Canterbury people may one day thank the Christchurch planners whose incompetence has probably eliminated its CBD, at least as CBDs are known and loved by planners. John McCrone in the Press describes without the common sneers, the dispersion of commercial and residential development, built around excellent roads. It may mean Christchurch gains New Zealand’s nearest equivalent to the growth and energy of Houston, Texas.
Houston is hated by the elites, but it is where people choose to live. That city alone is now building more residences than the whole of highly regulated California.
The hopeless dithering of planners, and their inability to empathise with people who have to make a return on capital could mean that Christchurch and Canterbury people are not saddled with a real CBD which the planners then warp everything else to serve, such as white elephant commuter trains and other ‘spines’.
So the region will be freer to react to the enormous changes coming from driverless transport. Their built pattern will not involve the forced concentrations so beloved of those who need to see heads nodding all in unison, on trains and buses.

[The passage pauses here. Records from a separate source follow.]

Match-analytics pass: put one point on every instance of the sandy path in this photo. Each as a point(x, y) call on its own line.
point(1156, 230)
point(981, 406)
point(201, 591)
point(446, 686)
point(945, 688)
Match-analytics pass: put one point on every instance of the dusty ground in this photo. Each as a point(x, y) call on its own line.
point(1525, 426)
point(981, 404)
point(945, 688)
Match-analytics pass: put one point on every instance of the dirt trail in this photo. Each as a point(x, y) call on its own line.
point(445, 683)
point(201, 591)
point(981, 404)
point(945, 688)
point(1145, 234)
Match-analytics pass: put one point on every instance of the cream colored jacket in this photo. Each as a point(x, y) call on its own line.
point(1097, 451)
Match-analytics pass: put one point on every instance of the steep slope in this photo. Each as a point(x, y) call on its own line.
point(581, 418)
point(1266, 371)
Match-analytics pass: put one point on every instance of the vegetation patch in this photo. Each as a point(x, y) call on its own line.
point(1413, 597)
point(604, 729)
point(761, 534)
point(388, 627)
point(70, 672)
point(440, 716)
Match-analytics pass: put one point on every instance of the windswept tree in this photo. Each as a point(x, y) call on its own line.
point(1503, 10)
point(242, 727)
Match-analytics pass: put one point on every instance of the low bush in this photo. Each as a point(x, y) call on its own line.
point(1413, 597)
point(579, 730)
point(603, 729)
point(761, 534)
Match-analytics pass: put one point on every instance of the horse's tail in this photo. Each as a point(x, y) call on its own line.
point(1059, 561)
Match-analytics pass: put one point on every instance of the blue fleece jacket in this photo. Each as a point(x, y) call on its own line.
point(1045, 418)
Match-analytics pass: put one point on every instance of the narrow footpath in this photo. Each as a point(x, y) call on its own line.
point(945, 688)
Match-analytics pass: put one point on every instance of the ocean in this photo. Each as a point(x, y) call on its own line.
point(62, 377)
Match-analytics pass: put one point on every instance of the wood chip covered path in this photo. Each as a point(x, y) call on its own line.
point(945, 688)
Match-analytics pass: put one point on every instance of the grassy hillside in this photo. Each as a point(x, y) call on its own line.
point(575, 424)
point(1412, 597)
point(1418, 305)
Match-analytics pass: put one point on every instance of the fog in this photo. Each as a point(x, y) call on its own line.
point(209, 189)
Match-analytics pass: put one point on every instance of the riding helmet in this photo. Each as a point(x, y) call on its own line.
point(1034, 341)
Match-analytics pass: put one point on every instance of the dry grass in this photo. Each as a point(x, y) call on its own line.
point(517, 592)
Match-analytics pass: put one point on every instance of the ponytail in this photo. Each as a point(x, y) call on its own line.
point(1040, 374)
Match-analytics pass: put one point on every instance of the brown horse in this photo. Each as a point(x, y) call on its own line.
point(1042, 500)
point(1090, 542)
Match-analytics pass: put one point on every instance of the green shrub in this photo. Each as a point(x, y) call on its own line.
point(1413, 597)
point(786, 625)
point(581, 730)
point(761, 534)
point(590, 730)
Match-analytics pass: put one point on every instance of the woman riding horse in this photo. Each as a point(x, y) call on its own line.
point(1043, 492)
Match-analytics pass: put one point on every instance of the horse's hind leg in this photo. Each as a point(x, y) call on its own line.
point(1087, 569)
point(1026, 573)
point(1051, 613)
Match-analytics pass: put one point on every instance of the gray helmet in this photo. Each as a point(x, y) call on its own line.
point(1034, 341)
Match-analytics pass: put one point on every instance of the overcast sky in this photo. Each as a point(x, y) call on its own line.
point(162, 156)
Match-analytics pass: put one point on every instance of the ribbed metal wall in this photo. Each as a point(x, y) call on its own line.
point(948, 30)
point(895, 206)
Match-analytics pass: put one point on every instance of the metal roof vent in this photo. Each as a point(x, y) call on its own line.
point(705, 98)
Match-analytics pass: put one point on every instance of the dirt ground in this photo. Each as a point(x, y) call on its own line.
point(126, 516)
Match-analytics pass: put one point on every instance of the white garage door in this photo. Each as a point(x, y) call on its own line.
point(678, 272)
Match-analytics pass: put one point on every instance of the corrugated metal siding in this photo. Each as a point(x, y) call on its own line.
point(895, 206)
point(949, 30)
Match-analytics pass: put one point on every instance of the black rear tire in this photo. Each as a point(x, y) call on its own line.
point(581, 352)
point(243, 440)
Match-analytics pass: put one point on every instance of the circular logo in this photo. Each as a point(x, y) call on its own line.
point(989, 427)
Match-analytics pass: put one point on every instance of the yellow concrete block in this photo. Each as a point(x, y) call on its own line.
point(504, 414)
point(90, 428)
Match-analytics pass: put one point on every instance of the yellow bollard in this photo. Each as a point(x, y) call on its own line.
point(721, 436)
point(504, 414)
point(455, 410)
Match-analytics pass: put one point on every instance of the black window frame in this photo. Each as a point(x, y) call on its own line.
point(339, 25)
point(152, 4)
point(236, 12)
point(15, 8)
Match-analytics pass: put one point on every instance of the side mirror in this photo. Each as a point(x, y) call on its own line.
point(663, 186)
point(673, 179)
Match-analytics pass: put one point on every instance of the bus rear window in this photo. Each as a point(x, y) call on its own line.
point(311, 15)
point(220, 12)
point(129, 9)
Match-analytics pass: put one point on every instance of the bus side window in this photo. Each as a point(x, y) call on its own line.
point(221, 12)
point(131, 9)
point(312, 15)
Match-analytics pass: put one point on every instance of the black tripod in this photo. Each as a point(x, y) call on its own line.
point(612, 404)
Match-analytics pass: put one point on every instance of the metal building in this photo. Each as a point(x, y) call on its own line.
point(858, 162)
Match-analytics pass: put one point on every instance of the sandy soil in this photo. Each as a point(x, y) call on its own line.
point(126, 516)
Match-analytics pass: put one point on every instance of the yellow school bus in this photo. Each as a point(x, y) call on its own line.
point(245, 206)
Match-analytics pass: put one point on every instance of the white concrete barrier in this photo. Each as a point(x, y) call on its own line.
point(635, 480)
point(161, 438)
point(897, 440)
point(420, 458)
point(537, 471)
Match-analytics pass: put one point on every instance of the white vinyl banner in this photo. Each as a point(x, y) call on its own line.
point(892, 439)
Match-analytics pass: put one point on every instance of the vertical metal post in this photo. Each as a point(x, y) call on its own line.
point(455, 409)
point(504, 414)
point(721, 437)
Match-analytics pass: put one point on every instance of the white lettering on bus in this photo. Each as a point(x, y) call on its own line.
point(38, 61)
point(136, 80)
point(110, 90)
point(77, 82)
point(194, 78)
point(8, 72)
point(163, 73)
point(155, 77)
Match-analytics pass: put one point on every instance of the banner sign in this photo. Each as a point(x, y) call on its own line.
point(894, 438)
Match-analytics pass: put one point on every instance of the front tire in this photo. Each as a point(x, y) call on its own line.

There’s another reason to think that the disaster inflicted on Canterbury by paralysing planning is short term. Unlike monolithic Auckland, Christchurch has had the safety valve of competing small local authorities whose decision-makers respect their customers. So business has been able to escape the costs and paralysis.
I’m looking forward to the time, not too far away, when our urban rail corridors compete with the Otago Rail Trail. We’ll love to cycle on them, for commuting, but also for fun, because the safety, speed, efficience and cheapness of self driving personal transport will have made them redundant.
And country pubs will revive, as drunk driving becomes a quaint historical concern. When our cars can drive us home better than we can sober, the country pub and garden bar will recover their proper places in the sun.
Disclosure – I bus and cycle and walk to work, and have never had a work car-park in 40 years. But that does not mean I won’t share the joy of seeing the silencing of the little despots who keep trying to coerce us all into public transport.